### Before the trip begin

#####  If you like my work, please hit upvote since it will keep me motivated

* **1. Introduction**   
* **2. Data Preparation**
   * 2.1 Import Libaries
   * 2.2 Load Data
   * 2.3 Normalization
   * 2.4 Reshape
   * 2.5 Check the Data
   * 2.6 Split to train and test
* **3. Data Augmentation**
* **4. CNN**
   * 4.1 Label encoding
   * 4.2 Build the Network
   * 4.3 Evaluate the Model
* **5. Let's Predict**

# 1. Introduction
![](https://miro.medium.com/max/3744/1*SGPGG7oeSvVlV5sOSQ2iZw.png)

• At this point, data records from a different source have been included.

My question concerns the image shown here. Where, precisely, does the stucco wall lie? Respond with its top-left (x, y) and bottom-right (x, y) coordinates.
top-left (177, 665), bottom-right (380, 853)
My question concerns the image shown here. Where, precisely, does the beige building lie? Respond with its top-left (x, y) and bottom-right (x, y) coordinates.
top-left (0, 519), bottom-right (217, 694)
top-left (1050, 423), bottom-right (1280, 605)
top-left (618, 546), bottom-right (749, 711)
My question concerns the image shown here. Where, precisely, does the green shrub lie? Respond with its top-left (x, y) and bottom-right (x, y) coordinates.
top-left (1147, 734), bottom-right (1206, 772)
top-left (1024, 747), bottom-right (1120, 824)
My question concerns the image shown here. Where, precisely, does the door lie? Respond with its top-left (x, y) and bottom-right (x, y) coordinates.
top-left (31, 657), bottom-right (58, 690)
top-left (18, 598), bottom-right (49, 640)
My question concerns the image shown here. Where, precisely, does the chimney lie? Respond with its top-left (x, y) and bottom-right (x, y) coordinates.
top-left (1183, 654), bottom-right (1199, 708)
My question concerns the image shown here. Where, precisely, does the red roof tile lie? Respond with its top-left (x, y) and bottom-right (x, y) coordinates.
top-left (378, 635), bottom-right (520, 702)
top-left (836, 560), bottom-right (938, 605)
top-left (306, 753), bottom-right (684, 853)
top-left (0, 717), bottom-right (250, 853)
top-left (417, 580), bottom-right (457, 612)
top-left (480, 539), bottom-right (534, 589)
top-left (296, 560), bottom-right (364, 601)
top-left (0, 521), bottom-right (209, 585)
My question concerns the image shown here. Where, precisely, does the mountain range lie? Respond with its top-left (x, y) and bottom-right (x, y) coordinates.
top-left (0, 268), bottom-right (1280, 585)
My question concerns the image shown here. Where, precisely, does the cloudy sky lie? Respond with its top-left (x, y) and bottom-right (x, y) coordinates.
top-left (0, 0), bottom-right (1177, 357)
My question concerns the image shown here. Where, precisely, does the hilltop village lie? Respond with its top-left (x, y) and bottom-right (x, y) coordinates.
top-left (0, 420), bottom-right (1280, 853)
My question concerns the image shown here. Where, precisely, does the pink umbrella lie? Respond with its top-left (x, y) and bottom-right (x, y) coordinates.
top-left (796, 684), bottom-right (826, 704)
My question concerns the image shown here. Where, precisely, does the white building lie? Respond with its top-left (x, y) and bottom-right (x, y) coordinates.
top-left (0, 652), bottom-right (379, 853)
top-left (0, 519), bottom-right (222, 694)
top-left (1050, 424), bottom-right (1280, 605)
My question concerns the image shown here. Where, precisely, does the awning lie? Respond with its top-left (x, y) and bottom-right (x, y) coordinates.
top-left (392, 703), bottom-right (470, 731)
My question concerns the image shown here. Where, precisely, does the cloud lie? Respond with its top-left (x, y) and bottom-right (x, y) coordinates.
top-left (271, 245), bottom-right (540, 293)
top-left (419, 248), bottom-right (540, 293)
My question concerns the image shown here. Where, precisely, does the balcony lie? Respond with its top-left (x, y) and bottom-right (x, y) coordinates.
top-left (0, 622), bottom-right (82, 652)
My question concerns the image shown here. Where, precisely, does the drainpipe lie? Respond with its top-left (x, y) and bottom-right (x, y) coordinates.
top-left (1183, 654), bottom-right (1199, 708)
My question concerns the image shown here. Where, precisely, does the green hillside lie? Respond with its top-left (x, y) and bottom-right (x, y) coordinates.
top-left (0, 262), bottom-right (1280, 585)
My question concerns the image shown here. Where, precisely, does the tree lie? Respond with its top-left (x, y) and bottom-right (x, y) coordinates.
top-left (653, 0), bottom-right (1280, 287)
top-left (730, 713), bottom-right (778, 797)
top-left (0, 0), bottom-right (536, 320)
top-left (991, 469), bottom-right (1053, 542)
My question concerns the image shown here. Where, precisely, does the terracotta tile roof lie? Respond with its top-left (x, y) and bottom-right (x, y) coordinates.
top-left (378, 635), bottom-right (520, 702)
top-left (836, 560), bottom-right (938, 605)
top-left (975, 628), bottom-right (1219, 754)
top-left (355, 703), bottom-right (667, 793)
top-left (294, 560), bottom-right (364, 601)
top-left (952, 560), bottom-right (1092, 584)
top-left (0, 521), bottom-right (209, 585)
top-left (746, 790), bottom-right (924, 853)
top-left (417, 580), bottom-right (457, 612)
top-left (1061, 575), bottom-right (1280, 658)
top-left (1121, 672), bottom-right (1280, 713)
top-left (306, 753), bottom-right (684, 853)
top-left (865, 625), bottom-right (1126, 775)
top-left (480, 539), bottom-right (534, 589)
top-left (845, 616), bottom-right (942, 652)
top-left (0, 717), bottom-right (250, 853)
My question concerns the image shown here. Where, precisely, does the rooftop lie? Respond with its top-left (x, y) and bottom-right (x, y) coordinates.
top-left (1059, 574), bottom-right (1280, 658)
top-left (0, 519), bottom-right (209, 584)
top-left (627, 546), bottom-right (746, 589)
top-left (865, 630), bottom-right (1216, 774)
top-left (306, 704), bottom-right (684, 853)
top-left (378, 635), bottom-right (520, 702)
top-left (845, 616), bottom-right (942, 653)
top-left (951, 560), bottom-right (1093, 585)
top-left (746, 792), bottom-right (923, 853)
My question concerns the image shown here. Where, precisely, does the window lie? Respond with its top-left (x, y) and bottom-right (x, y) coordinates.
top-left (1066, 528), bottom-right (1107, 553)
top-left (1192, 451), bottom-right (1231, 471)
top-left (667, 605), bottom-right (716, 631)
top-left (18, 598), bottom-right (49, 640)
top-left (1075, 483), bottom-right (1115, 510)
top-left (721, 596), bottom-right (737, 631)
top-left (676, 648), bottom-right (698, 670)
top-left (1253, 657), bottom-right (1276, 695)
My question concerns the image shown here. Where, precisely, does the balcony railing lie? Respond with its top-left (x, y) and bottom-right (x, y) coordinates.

A Convolutional Neural Network (ConvNet/CNN) is a Deep Learning algorithm which can take in an input image, assign importance (learnable weights and biases) to various aspects/objects in the image and be able to differentiate one from the other. The pre-processing required in a ConvNet is much lower as compared to other classification algorithms. While in primitive methods filters are hand-engineered, with enough training, ConvNets have the ability to learn these filters/characteristics.


# 2. Data Preparation
## 2.1 Import libraries

In [None]:
import numpy as np
import pandas as pd 
import matplotlib.pyplot as plt
import seaborn as sns
from keras.models import Sequential
from keras.layers import Dense
from keras.optimizers import Adam
from keras.utils.np_utils import to_categorical
from keras.layers import Dropout, Flatten ,BatchNormalization , MaxPool2D
from keras.layers.convolutional import Conv2D
from keras.preprocessing.image import ImageDataGenerator
from sklearn.model_selection import train_test_split
import os

## 2.2 Load Data

In [None]:
ds_train=pd.read_csv("../input/digit-recognizer/train.csv")
ds_test=pd.read_csv("../input/digit-recognizer/test.csv")

In [None]:
print("Train dataset :",ds_train.shape)
#print("Test dataset :",ds_test.shape)

In [None]:
X=ds_train.drop(['label'],axis=1)
y=ds_train['label']
print("done!")

In [None]:
sns.countplot(y)

As you can see we have the count of all label are almost in the save interval [3500,5000], that's good for the training, for example if we had just 1000 samples of label 1 that will be a problem , the model will find difficulties to detect label 1"less accuracy ", so that's not going to happend everything look fine .

## 2.3 Normalization

We will use Grayscale normalization the model will work faster if the interval of data between [0,1] instead of [0,255]

In [None]:
X=X/255.0
ds_test=ds_test/255.0

## 2.4 Reshape

From 1D vectors to 28×28×1 (3D)

In [None]:
X = X.values.reshape(-1,28,28,1)
ds_test = ds_test.values.reshape(-1,28,28,1)

## 2.5 check the Dataset

Before we move forward we need to check our dataset first if there anything wrong and the label are correct.

In [None]:
fig,axs=plt.subplots(1,5,figsize=(20,5))
fig.tight_layout()

for i in range(5):
    axs[i].imshow(X[i].reshape(28,28))
    axs[i].axis('off')
    axs[i].set_title(y[i])
plt.show()

Everything look fine !

## 2.6 Split to train and test

In [None]:
X_train, X_test, y_train, y_test = train_test_split(X, y, test_size = 0.12, random_state=4)

In [None]:
len(X_train) #we will set batch size to 56 and step per epouch to 660

# 3. Data Augmentation

![](http://www.pyimagesearch.com/wp-content/uploads/2019/07/keras_data_augmentation_in_place.png)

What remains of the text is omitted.